Fast-forward to last fall, when we had our first packing and handling practice at the CTC. My friend and I were given a lovely but completely disintegrating tea gown to wrangle into a box, very, very carefully and with much acid-free tissue. This dress was Classic™ Wacky Victorian color scheme, with chartreuse green wool and trim in a black and fuschia silk faille. They were not joking around with their novel aniline dyes my friends.

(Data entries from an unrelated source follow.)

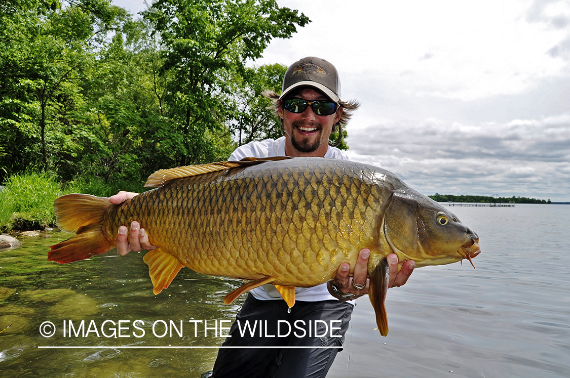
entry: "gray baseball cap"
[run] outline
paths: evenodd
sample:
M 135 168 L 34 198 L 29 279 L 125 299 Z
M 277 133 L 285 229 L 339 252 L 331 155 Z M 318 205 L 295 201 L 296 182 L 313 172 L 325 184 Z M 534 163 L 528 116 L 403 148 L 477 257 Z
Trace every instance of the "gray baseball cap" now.
M 321 91 L 331 100 L 340 101 L 340 80 L 335 66 L 315 56 L 308 56 L 290 66 L 283 77 L 283 89 L 279 100 L 294 88 L 314 87 Z

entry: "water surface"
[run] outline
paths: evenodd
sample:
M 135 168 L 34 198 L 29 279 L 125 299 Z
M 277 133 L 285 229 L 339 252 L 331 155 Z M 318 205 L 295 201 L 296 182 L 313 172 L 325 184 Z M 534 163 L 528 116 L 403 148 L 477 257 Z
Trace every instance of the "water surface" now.
M 360 298 L 328 377 L 570 376 L 570 206 L 450 209 L 480 237 L 477 269 L 422 268 L 390 289 L 386 338 L 376 329 L 368 298 Z M 13 324 L 0 333 L 0 377 L 198 377 L 211 368 L 215 348 L 39 348 L 215 347 L 223 338 L 215 322 L 232 321 L 243 300 L 230 306 L 221 301 L 239 281 L 189 269 L 154 295 L 136 253 L 47 262 L 49 246 L 69 236 L 23 239 L 21 247 L 0 250 L 0 330 Z M 142 337 L 135 336 L 142 332 L 136 320 Z M 81 321 L 84 331 L 92 323 L 99 334 L 91 328 L 84 336 L 67 329 L 64 335 L 64 321 L 75 330 Z M 176 330 L 162 336 L 160 321 L 182 321 L 182 336 Z M 205 321 L 207 335 L 203 326 L 193 328 Z M 40 332 L 47 321 L 56 328 L 50 338 Z M 121 337 L 113 337 L 120 321 Z

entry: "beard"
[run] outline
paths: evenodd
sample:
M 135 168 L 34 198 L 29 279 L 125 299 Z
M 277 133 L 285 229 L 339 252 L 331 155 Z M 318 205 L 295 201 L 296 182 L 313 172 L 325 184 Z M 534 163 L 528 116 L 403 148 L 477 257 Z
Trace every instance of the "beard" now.
M 296 128 L 300 126 L 306 126 L 306 122 L 303 121 L 295 121 L 291 123 L 291 126 L 294 128 Z M 298 151 L 303 152 L 305 153 L 308 153 L 311 152 L 314 152 L 316 151 L 317 149 L 320 146 L 321 143 L 321 134 L 323 133 L 323 125 L 320 123 L 314 123 L 312 124 L 311 126 L 316 126 L 317 128 L 317 131 L 318 134 L 317 134 L 317 138 L 311 142 L 311 138 L 300 137 L 297 138 L 295 137 L 295 134 L 292 132 L 291 133 L 291 142 L 293 145 L 293 147 L 295 147 Z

Well spending 45 minutes carefully lifting, folding, padding, and generally wrangling that dress made me want to start doing Victorian costuming again, and specifically a tea gown. I started looking for Wacky Victorian fabrics and just…. couldn’t find anything that quite spoke to me. I also kinda wanted to lean into the late Victorian obsessing with trims and ruffles and nonsense, which doesn’t really fit into a tea gown, as they tend to be simple.
And then I found….. this.

Yes, that is a Turkey-red cotton with beetles printed on it. And yes, it is ridiculous. And I love it. It gives me such Penny Dreadful vibes. It also is completely not period as a fabric, but you know what, I have decided I Do Not Care. It is awesome, and the Victorians were kind of obsessed with natural history, so I choose to think that if they did have digital prints they would totally wear dresses with beetles on.

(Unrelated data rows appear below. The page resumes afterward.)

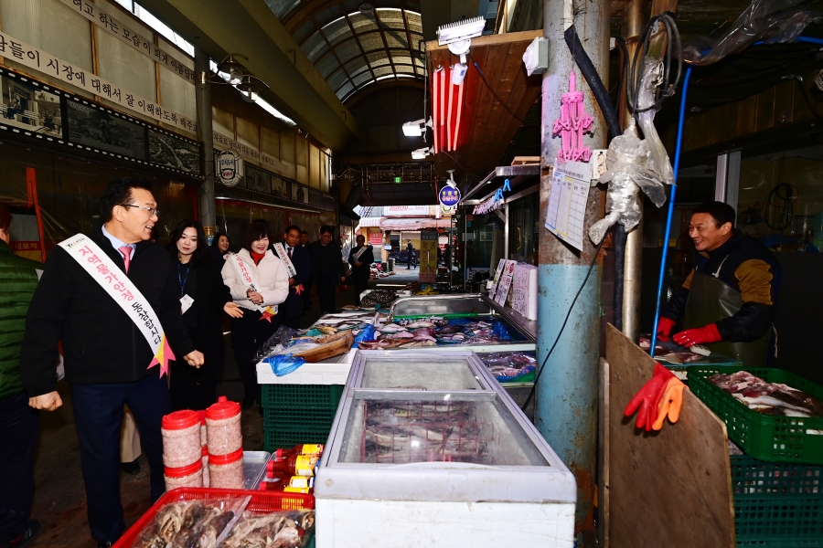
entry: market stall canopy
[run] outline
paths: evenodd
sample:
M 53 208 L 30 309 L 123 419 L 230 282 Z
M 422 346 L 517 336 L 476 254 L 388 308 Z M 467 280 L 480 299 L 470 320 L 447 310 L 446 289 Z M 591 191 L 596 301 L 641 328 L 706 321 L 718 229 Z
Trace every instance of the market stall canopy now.
M 439 174 L 448 169 L 481 174 L 497 165 L 540 94 L 540 75 L 526 75 L 523 53 L 542 36 L 542 30 L 531 30 L 472 38 L 457 149 L 435 156 Z M 448 47 L 426 43 L 429 74 L 459 60 Z
M 362 227 L 362 225 L 360 225 Z M 380 228 L 383 230 L 403 230 L 414 232 L 423 228 L 448 228 L 452 226 L 451 217 L 443 219 L 417 218 L 402 219 L 396 217 L 382 217 Z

I decided that I would make an 1878 polonaise out of the beetle fabric, and after much waffling, that a chocolate-brown skirt would look nice with it. About the one thing I had been pleased with from that white set was the TV Fan-tail skirt, so I figured I’d make another one of those and trim it to death this time. So in sum total for this outfit I would need:
Real Chemise
Actual Historic Ish Corset
Probably Some Kind Of Padding Because I Do Not Come With It Naturally
A petticoat
Fan-tail skirt
Polonaise
Hat?
I was originally planning on not making a new petticoat for this project, as I was pretty sure I had kept the old one c. 2017, but I could not find it anywhere. It might be in one of my bins in storage, which I technically wasn’t supposed to access during ShIP. Oops. So I do have to make a new one of those, as well as all the other undergarments.
I’ve spoken about my adventures in corsetry here before, so let’s back up the list one and talk about chemises. You actually can buy antique ones relatively easily, as there were a hecking ton of them around, but for some reason I decided to make one.

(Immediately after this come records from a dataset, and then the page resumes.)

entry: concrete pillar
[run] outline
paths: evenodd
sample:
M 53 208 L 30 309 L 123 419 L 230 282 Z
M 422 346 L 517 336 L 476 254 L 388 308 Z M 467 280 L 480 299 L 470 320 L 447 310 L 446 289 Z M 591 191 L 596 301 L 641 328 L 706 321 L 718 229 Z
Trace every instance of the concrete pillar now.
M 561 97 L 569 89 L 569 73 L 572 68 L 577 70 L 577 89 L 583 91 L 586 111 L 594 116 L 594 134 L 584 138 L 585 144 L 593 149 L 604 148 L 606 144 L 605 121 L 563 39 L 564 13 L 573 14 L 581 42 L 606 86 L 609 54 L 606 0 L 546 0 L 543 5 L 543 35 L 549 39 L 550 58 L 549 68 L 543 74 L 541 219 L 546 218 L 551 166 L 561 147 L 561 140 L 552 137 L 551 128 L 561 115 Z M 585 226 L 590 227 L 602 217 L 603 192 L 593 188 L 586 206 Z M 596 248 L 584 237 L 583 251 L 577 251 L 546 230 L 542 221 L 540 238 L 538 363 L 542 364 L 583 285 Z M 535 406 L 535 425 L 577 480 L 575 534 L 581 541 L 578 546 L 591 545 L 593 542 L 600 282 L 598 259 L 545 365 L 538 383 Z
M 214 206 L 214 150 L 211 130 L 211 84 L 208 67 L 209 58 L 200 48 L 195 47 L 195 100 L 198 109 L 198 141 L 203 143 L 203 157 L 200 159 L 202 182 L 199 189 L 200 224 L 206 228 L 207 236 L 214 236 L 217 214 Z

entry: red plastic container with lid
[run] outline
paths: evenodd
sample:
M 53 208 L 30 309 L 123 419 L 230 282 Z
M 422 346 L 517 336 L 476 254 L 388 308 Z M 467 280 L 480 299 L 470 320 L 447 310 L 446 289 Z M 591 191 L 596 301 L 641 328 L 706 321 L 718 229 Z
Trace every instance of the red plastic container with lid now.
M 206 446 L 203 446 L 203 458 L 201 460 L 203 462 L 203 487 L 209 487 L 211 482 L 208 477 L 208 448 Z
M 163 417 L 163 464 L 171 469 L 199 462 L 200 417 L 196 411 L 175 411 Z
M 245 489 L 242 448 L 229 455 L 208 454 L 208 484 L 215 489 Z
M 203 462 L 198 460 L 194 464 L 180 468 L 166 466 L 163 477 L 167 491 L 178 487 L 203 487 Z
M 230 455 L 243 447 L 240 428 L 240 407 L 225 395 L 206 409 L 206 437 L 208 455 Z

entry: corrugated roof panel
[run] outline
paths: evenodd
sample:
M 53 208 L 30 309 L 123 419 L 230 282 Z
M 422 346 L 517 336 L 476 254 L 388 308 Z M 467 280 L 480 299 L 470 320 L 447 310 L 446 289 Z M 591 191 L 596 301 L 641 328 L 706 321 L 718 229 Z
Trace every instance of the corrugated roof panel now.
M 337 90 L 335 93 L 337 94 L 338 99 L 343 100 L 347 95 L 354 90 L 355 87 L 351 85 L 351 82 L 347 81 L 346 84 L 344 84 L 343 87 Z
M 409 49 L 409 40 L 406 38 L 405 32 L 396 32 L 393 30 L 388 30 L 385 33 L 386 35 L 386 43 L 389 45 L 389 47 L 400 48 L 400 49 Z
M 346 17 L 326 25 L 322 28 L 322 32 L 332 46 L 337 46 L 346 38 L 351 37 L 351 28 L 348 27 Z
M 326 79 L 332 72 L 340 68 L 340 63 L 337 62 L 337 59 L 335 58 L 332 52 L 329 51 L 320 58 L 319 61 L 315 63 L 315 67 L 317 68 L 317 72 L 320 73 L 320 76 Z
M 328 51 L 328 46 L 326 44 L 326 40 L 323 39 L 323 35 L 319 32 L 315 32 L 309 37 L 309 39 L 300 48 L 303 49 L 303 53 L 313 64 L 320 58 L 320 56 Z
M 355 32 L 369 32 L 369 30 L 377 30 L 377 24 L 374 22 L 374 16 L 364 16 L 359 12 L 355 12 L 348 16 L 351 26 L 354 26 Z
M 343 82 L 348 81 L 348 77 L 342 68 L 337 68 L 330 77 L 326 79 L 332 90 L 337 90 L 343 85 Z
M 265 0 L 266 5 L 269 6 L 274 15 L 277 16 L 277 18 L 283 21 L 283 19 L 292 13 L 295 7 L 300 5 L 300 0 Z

I started with Agnes Walker’s Manual of Needlework, which contains a diagram for patterning a chemise. I don’t think it’s a scaled/proportional pattern (at least not as far as I could tell) but it was for a bust size relatively similar to mine so I just used it as is. It came out a little big, but you know what, it’s underwear.

The chemise is a lovely pima cotton lawn from my local fabric store, and all the seams are French seams because if you’re going to wash something you want it to be neat on the inside. Then I took a piece of antique lace that I got on eBay, made a ruffle the same length as it, and attached it to the bottom of the chemise. Done. Excellent.

I JUST FINISHED the petticoat, which is giving my antique sewing machine’s rolled hem foot quite a workout. If you were wondering how they got all those tiny perfect hems on antique whites….. yeah, there are special feet that make them for you. There are also, apparently, feet for making tucks that sew a tuck WHILE ALSO marking the location of the next one so they are evenly spaced. I really want one.
I started with Truly Victorian’s Victorian Petticoat pattern (which I already had because I literally already made one of these but with no seam finishes as far as I remember….eeeeek….) but honestly at this point it’s just a hodgepodge that doesn’t really bear any resemblance to the original pattern. The ruffle at the bottom got changed, the flounce got changed, both had lace added, and I had cut the pattern to what is now the wrong size since my hip measurement is bigger with the new hip pad, so I pretty much ignored the details of the top panels as well. Yet somehow I feel so much better knowing I have a pattern? And then I ignore it? The psychology of sewing is a strange world.
Oh, and it’s made out of Ikea sheets, because I had them and I now have a different sized bed so they are not of any use to me and therefore are just large pieces of cotton sateen, basically.

So now all of our undergarments are finally done, and I can move on to the fun stuff! The skirt is going to be the same basic skirt from that white ensemble (TV’s fantail skirt pattern) but in chocolate brown with way more trimmings. I also have a lot of trim prepped for the polonaise and I’ve bought a reproduction 1880s bonnet, so I am super excited to keep working on this set. In fact I am strongly resisting starting the skirt now and am instead going to force myself to actually do the buttonholes on my Regency petticoat.
Look cutting into something almost done is scary, ok?